Texas Abortion Law to Remain in Effect, Federal Appeals Court Rules

POLITICS & POLICY
Texas State Capitol in Austin. (CrackerClips/Getty Images)

The U.S. Court of Appeals for the Fifth Circuit said Thursday it will allow Texas’s heartbeat abortion law, which allows private citizens to sue providers who perform abortions after a fetal heartbeat can be detected, to remain in effect while it considers an appeal of a judge’s order blocking the new law.

The court issued a 2–1 order siding with the state of Texas, refusing the Justice Department’s request to reinstate an earlier court ruling that had blocked enforcement of the law. The order was backed by Judges James C. Ho, who was nominated by Donald Trump, and Catharina Haynes, who was nominated by George W. Bush. Judge Carl E. Stewart, a nominee of Bill Clinton, dissented.

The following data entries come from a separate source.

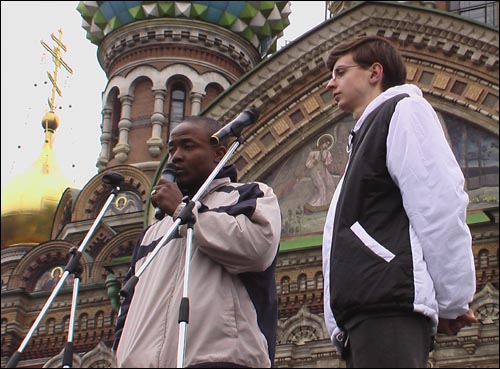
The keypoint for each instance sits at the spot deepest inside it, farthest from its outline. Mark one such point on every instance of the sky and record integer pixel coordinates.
(26, 87)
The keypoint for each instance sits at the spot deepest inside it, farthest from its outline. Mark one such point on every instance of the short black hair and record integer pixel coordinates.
(366, 50)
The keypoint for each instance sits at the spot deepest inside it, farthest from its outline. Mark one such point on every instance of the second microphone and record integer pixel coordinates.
(169, 174)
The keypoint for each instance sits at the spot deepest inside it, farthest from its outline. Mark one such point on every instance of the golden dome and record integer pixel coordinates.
(50, 121)
(30, 201)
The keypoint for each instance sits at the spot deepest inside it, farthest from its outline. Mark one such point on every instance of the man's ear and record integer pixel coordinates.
(377, 72)
(220, 151)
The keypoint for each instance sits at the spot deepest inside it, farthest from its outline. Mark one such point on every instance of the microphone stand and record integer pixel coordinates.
(185, 217)
(115, 180)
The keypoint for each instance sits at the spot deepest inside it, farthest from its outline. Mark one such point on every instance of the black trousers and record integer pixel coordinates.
(390, 342)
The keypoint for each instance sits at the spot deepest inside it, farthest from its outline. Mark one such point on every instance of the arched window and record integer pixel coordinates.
(285, 285)
(83, 322)
(483, 258)
(66, 323)
(318, 278)
(51, 326)
(99, 319)
(177, 105)
(302, 282)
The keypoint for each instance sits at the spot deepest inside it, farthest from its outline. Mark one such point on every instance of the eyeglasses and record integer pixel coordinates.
(339, 72)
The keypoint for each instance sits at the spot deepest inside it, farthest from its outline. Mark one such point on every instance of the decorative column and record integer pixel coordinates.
(196, 99)
(103, 159)
(155, 143)
(122, 148)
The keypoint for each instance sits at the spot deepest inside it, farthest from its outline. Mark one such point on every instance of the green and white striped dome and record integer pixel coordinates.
(260, 22)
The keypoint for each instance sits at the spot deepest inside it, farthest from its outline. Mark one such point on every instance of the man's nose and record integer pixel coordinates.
(330, 84)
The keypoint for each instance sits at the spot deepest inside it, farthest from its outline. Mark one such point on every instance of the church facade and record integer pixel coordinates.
(172, 61)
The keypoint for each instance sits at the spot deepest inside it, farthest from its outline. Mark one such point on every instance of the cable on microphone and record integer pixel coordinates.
(169, 174)
(235, 127)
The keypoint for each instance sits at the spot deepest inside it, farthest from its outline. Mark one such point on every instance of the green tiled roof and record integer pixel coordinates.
(259, 22)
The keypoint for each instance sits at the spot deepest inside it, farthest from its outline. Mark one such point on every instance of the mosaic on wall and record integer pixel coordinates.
(305, 182)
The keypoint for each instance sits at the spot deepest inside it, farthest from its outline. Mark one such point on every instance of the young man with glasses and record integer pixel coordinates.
(397, 254)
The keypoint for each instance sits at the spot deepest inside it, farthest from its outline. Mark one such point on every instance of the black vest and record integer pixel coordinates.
(362, 282)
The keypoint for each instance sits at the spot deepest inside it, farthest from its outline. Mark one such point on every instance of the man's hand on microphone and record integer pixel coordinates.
(166, 195)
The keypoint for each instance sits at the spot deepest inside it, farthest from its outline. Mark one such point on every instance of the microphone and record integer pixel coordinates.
(169, 174)
(235, 127)
(113, 178)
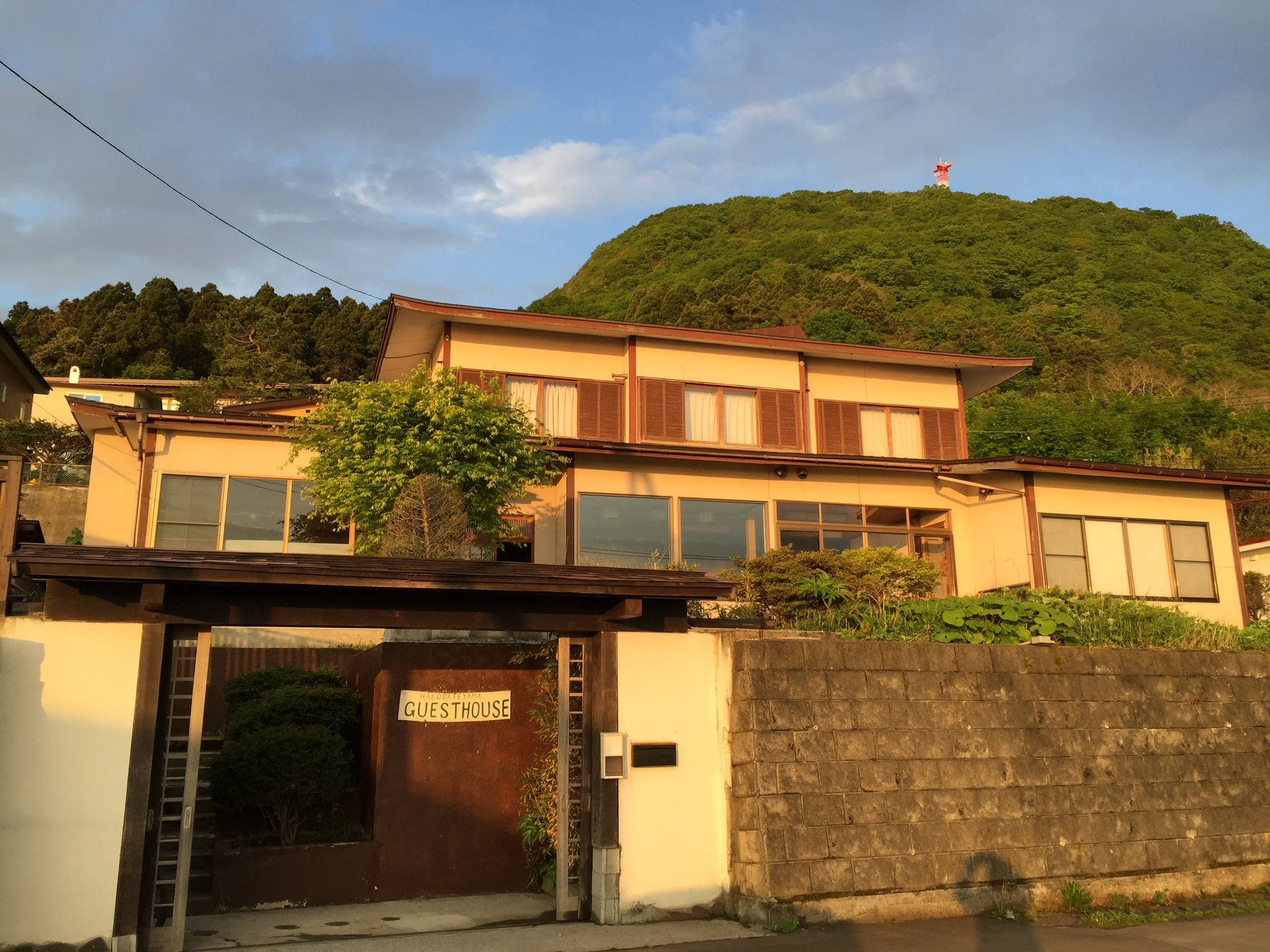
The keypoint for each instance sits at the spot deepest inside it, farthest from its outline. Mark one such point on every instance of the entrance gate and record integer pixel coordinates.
(171, 819)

Thursday’s decision comes after the same panel last week issued a temporary decision to reinstate the law after a federal judge in Austin temporarily halted the ban.

U.S. District Judge Robert Pitman had granted the Biden administration’s request to temporarily block enforcement of the abortion ban and denied the state’s request to pause his ruling pending appeal, saying “this Court will not sanction one more day of this offensive deprivation of such an important right.”

“A person’s right under the Constitution to choose to obtain an abortion prior to fetal viability is well established,” Pitman wrote in a 113-page ruling. “Fully aware that depriving its citizens of this right by direct state action would be flagrantly unconstitutional, the State contrived an unprecedented and transparent statutory scheme to do just that.”

However, less than 48 hours after Pitman issued his ruling, the Fifth Circuit Court put the order on hold and reinstated the law pending further review.

The ruling comes after the Justice Department sued Texas on September 9 and sought a temporary injunction against the law. The DOJ argued during a hearing earlier this month that the law violates the U.S. Constitution.

Justice Department attorney Brian Netter called the law an “unprecedented scheme of vigilante justice.”

The legal debate over the law focuses on a provision that allows any individual to sue anyone who knowingly performs or aids in an abortion after a fetal heartbeat has been detected, removing the responsibility of enforcement from the state’s executive branch and placing it into the hands of citizens. Plaintiffs can earn up to $10,000 in damages through litigation.

The Supreme Court declined to block the law last month in a 5–4 decision. However, it did not rule on whether the law or its enforcement mechanism is constitutional.